16. Ask yourself who you become when you're with them.
After you've been on a handful of dates with your prospective love interest, ask yourself, am I free and comfortable being myself around them?
For example, a cautionary tale. I've never deliberately changed myself to better suit someone else's projection of who they want me to be for them until I was with them. And even then, I interpreted this shift as a sign of my strong feelings for them, but the truth was that they weren't right for me and that was too hurtful for me to process, so I repackaged it as something that felt controllable. It didn't help that they welcomed these little adjustments, and somewhere along the line, our relationship developed into a top-down dynamic reminiscent of that between a teacher and student. But the difference is that a good teacher helps you discover tools to expand instead of shrink and also treats you like a teacher of sorts.
It sounds cliché, but it's so important to check in with yourself and to make sure this person helps you honor yourself and amplifies your good qualities, accepts and maybe even cherishes your flaws rather than erodes your sense of self.
17. Consider the end of a relationship a lesson, no matter how brief.
If things don't work out, consider it all for the best. Think about all the things that make you tick. You contain multitudes; we all do. And if that's true, your partner is bringing just as much to the table. We're talking about past experiences, subliminal intentions, deep fears and desires, ever-changing emotions, and sets of priorities. People and circumstances change, and for those looking for a long-term commitment, for example, you'll want to find that person who is willing to grow and change with you.
But remember, if things don't work out, that doesn't mean the happiness you once felt wasn't worth it, or that those moments didn't count, and that the person is horrible or tricked you. Sometimes things just don't work, but they are nice while they last. It takes courage to be vulnerable, so challenge yourself not to walk away out of fear that this won't last forever. If you do end up getting hurt, accept the pain instead of compartmentalizing it (without obsessing over it). Pain always has something to teach us, but we don't always realize it right away when we're in the throes of heartbreak. And pushing the pain away prevents us from learning and growing into better friends, partners, colleagues, and community members. It's part of the process.

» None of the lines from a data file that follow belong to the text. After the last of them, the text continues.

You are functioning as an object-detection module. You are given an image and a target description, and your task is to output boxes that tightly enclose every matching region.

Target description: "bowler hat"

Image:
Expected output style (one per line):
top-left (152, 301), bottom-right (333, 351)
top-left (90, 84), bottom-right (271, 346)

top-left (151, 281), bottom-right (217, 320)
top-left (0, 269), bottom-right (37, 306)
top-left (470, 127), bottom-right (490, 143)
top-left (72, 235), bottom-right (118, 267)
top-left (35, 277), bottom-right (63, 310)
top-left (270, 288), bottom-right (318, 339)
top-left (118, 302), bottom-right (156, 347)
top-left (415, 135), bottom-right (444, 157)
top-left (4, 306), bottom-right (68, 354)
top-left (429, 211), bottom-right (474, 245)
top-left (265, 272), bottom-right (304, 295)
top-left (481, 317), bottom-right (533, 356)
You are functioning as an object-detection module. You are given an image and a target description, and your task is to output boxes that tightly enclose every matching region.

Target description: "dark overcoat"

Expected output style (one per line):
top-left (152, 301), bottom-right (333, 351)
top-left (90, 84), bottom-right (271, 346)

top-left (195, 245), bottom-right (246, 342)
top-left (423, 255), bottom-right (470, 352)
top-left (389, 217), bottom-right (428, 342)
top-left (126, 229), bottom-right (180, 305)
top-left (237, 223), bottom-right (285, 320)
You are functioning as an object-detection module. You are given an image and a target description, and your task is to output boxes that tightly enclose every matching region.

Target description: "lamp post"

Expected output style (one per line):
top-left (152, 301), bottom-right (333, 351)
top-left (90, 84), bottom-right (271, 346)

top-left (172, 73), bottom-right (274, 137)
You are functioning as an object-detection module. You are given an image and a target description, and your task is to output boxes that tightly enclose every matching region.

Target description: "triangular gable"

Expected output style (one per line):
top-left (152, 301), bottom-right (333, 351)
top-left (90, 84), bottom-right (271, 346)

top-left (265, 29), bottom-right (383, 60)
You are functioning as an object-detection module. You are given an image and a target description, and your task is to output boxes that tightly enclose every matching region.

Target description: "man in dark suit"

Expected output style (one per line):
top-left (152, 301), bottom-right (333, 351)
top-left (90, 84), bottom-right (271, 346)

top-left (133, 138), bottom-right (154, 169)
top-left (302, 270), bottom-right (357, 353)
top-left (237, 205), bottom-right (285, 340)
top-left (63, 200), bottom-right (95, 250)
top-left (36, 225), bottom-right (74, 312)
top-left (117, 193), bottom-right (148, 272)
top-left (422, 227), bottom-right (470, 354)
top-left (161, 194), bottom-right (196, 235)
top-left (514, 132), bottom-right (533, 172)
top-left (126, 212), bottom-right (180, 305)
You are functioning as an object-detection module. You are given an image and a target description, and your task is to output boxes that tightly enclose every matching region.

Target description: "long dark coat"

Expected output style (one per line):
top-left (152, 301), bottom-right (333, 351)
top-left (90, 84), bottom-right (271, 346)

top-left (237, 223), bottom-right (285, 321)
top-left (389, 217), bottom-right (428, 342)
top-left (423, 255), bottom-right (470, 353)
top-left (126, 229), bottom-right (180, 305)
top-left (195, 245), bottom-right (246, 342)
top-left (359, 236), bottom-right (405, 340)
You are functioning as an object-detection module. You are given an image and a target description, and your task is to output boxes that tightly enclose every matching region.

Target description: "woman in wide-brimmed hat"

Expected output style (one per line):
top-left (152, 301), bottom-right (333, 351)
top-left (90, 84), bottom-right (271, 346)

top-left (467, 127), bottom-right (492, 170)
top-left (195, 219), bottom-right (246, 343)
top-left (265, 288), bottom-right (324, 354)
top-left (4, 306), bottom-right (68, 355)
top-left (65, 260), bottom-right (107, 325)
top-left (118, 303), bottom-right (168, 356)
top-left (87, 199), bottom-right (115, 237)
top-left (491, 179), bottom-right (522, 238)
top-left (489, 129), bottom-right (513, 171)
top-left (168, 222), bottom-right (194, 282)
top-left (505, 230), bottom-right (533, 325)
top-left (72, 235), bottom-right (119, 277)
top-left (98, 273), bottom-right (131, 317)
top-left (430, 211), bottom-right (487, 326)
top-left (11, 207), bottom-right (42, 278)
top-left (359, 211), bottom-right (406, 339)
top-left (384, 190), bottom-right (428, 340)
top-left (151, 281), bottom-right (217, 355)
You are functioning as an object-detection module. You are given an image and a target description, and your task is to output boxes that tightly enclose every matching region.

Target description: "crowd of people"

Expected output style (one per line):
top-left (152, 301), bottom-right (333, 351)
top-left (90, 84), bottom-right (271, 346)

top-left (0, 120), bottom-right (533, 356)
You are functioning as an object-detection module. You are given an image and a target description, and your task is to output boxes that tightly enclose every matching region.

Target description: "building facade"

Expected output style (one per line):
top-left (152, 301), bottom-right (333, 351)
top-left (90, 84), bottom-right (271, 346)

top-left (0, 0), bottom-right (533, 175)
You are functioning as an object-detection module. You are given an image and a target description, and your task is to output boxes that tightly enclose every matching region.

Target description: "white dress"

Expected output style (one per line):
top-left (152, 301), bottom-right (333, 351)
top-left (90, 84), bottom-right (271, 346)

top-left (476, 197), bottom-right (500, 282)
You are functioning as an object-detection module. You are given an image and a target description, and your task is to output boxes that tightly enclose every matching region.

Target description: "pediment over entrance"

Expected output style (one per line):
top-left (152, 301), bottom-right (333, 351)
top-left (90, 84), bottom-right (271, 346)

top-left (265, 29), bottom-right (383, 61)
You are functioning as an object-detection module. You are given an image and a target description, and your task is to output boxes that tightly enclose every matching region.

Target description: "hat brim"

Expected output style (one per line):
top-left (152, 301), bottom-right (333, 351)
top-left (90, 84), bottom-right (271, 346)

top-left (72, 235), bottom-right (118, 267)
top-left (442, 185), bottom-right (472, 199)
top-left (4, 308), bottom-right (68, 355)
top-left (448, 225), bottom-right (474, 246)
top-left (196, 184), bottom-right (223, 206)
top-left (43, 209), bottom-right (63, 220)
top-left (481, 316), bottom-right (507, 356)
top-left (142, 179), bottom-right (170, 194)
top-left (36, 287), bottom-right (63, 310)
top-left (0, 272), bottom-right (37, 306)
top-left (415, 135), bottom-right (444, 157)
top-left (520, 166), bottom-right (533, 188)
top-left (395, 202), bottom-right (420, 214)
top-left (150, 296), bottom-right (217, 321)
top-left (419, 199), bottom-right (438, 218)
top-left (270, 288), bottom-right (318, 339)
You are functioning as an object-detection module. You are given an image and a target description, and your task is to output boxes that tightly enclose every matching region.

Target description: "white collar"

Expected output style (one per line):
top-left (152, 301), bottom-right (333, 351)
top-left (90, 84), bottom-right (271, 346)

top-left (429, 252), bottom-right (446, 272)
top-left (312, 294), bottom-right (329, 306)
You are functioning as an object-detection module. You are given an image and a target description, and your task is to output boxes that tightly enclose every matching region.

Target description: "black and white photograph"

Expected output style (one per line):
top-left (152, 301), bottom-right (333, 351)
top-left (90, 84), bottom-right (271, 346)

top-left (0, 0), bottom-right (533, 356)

18. Forget timelines and all the dating advice you've ever gotten (including this).
It may seem like an oxymoron, but perhaps the most valuable piece of dating advice is to tune in to yourself. Trust that inner voice to guide you and lead with your best interest in mind. Remind yourself that even though your friends and family love you (and will offer their opinions on your love life whether you want them to or not), only you can know what is best for yourself.
Although, if you're still in the market for some dating food for thought, consider these additional insights outlined in a 2018 Well and Good article. In it, Julie Spira, online dating expert and digital matchmaker, and offline dating coach Camille Virginia of Master Offline Dating had these words of advice. "I’ve encouraged dating coaching clients of mine to date outside of their comfort zone, initially with resistance,” Spira tells Well and Good. And, in today's digital age, be open to meeting people offline too. "Literally, I have been asked out on an airplane, at a coffee shop, at the bus stop. There is no magical place with other single people. The beauty is that they’re doing the same things you are,” says Virginia, who adds, "We’re meant to be around each other, get energy from each other, interact, have eye contact, and have in-person conversations. That’s how we functioned for hundreds and thousands of years.”